Twenty-four crossbred steers (4 groups of 6 steers each) were injected IM with a standard dosage range of xylazine hydrochloride (0.2 to 0.3 mg/kg of body weight). When the steers were maximally sedated, group I (control group) were given isotonic saline solution (1 ml, IV), group II were given 4-aminopyridine (4-AP, 0.3 mg/kg) IV, group III were given yohimbine hydrochloride (0.125 mg/kg) IV, and group IV were given 4-AP (0.3 mg/kg) plus yohimbine hydrochloride (0.125 mg/kg) IV. The 4-AP decreased mean standing time (MST; time until animal could stand unaided) from 94.3 minutes (control) to 13.4 minutes. Yohimbine decreased MST to 27 minutes. The combination of 4-AP + yohimbine decreased MST to 7.4 minutes. Mean total recovery time (MTRT; time from xylazine injection until normal behavior, including eating and drinking) was not significantly (P = greater than 0.05) decreased from control values by any of the antagonists tested. The combination of 4-AP + yohimbine decreased MST in animals given a 3X overdose of xylazine (0.6 mg/kg) from 124 minutes (control) to 30.3 min. The MTRT was not significantly (P greater than 0.05) decreased from control values.
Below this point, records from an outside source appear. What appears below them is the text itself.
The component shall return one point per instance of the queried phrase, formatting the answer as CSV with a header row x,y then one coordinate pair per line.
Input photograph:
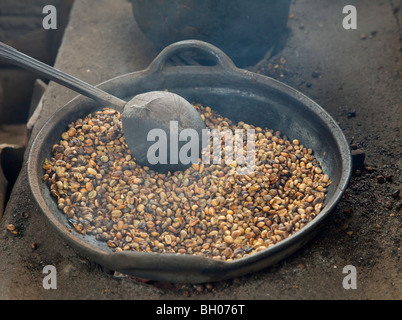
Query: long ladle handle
x,y
13,56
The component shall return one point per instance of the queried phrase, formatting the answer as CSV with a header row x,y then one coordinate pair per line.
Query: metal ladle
x,y
147,111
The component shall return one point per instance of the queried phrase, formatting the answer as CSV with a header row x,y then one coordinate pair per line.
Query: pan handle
x,y
221,60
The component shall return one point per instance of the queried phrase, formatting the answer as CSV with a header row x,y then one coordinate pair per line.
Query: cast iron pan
x,y
232,92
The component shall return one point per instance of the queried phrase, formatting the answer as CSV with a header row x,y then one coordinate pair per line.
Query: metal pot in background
x,y
244,29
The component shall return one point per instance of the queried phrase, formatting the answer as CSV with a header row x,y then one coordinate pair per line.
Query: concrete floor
x,y
353,73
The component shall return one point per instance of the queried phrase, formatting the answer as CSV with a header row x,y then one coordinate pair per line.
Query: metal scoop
x,y
140,115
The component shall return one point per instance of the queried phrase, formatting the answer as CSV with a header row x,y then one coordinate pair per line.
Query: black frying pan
x,y
234,93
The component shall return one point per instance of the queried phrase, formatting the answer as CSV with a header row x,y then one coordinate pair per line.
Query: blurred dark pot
x,y
243,29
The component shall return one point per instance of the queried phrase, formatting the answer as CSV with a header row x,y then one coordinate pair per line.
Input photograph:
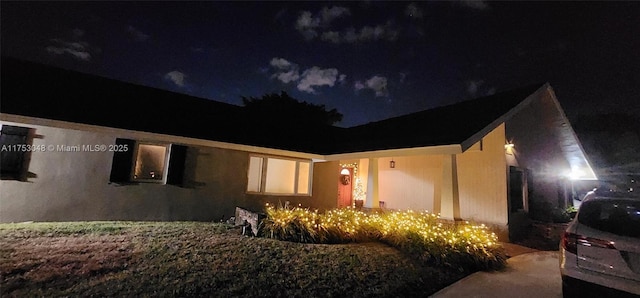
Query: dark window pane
x,y
12,157
177,165
122,161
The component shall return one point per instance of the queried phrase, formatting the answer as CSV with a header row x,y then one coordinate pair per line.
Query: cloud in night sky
x,y
367,33
176,77
137,35
286,71
376,83
309,79
75,46
479,88
308,24
475,4
413,11
318,25
315,77
77,49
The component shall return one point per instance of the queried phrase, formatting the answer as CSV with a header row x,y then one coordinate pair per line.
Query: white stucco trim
x,y
430,150
155,137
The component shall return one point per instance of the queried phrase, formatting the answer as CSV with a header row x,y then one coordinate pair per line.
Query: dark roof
x,y
36,90
446,125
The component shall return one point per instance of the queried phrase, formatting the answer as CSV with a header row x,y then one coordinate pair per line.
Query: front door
x,y
345,187
517,203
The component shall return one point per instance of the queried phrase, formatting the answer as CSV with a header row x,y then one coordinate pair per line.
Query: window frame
x,y
263,176
165,165
124,163
23,156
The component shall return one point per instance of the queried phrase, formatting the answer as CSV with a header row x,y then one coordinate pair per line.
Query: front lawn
x,y
187,259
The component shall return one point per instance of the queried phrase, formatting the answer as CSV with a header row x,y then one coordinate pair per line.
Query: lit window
x,y
151,161
279,176
148,162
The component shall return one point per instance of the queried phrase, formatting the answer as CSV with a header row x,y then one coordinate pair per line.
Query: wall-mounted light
x,y
345,176
509,148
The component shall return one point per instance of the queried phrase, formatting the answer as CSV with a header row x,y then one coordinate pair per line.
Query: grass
x,y
187,259
421,235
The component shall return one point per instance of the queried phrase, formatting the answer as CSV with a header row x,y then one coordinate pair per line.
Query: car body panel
x,y
607,237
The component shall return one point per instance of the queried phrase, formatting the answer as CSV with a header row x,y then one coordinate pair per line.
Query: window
x,y
148,162
14,142
279,176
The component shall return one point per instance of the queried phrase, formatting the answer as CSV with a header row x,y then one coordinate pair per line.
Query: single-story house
x,y
81,147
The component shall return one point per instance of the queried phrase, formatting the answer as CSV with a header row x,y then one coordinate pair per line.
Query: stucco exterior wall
x,y
414,183
482,181
537,148
73,186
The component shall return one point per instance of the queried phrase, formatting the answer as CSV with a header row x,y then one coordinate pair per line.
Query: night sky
x,y
370,60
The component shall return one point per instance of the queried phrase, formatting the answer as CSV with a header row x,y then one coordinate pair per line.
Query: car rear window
x,y
621,217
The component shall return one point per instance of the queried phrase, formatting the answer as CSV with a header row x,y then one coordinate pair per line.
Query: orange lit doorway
x,y
345,187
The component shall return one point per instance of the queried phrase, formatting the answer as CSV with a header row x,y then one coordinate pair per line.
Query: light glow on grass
x,y
421,233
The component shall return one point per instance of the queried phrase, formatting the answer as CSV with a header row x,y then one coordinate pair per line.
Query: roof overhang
x,y
568,141
429,150
156,137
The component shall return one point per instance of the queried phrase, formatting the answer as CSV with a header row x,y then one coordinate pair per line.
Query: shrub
x,y
419,234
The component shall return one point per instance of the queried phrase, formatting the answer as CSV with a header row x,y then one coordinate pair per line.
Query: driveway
x,y
531,274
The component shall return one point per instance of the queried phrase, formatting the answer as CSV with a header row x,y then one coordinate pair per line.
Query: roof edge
x,y
466,144
143,135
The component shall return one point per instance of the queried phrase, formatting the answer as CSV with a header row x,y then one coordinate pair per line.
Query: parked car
x,y
600,249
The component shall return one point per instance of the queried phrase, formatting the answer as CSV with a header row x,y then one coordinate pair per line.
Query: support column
x,y
450,197
373,201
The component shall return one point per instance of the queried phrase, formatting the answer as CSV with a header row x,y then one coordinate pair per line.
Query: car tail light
x,y
570,242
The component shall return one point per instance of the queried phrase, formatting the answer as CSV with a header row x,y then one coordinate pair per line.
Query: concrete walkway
x,y
531,274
Two animals given a 5X overdose of xylazine (1 mg/kg) and then given 4-AP + yohimbine had a MST of 32.5 minutes and a MTRT of 3.7 hours. The combination of 4-AP + yohimbine produced marked antagonism of xylazine sedation in cattle. The combination of antagonists may prove to be useful for the arousal of animals sedated with xylazine alone or with a combination of sedatives including xylazine.